Keluhan serupa disampaikan Marlan, seorang pelaku usaha di Blitar. Ia mengaku aktivitas usahanya kerap terganggu akibat pemadaman yang berlangsung berjam-jam.
Sebagian besar peralatan yang digunakan dalam usahanya bergantung pada pasokan listrik sehingga pekerjaan dan pelayanan kepada pelanggan terpaksa terhenti saat terjadi pemadaman.
"Kalau pemberitahuannya hanya beberapa menit sebelum padam, kami tidak punya cukup waktu untuk melakukan persiapan. Padahal usaha kami sangat bergantung pada listrik," katanya.
Menanggapi kondisi tersebut, Manager Unit Layanan Pelanggan (ULP) Blitar, Bayu Arif Ismawan, menjelaskan bahwa pemadaman bergilir terjadi akibat kendala teknis operasional yang berdampak pada berkurangnya pasokan daya dalam sistem kelistrikan di sejumlah wilayah Jawa Timur.
Menurut Bayu, PLN saat ini terus melakukan berbagai upaya optimalisasi operasi sistem dan penanganan teknis guna mempercepat pemulihan kemampuan pasok pembangkit listrik.
Ia juga menegaskan bahwa kondisi yang terjadi saat ini bukan merupakan blackout sebagaimana informasi yang sempat beredar di masyarakat.

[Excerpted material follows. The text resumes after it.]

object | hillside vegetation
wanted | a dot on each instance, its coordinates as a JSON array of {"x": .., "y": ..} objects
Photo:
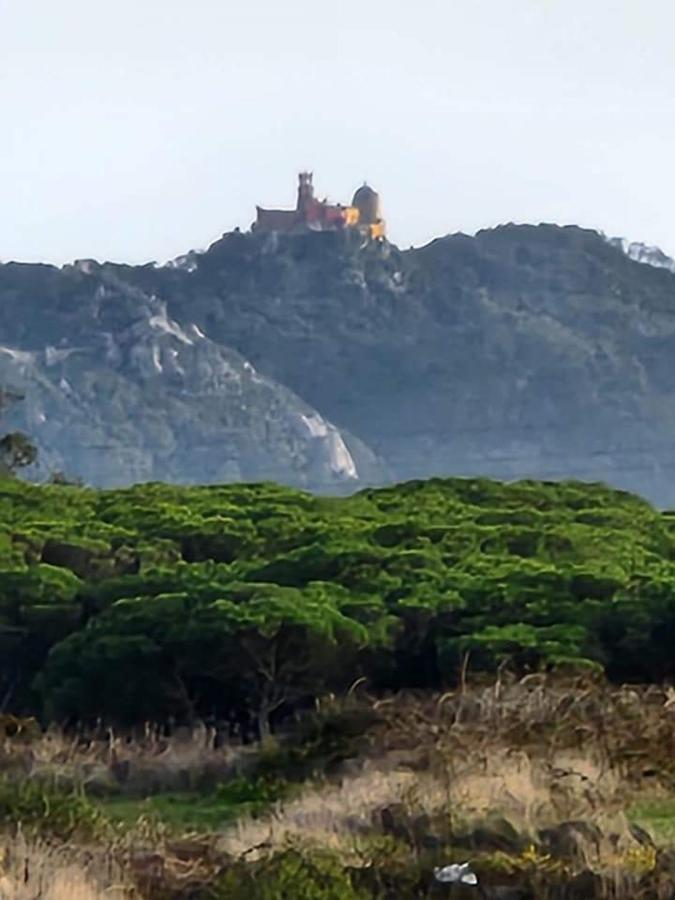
[{"x": 248, "y": 602}]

"Situasi yang saat ini berlangsung merupakan bagian dari pengelolaan sistem kelistrikan yang dilakukan secara terukur dan terkendali untuk menjaga keamanan sistem, menyeimbangkan pasokan dan kebutuhan daya, serta mencegah dampak yang lebih luas," jelasnya.
Bayu menambahkan, PLN memahami ketidaknyamanan yang dirasakan pelanggan akibat pemadaman bergilir tersebut dan menyampaikan permohonan maaf kepada masyarakat yang terdampak.
Pemadaman bergilir, lanjutnya, akan dilakukan hingga kendala teknis operasional pada pembangkit yang menyebabkan penurunan kapasitas suplai listrik dapat dikendalikan.
"PLN terus berkoordinasi dengan seluruh pihak terkait guna memastikan proses penanganan berjalan optimal serta keandalan pasokan listrik tetap terjaga," pungkasnya.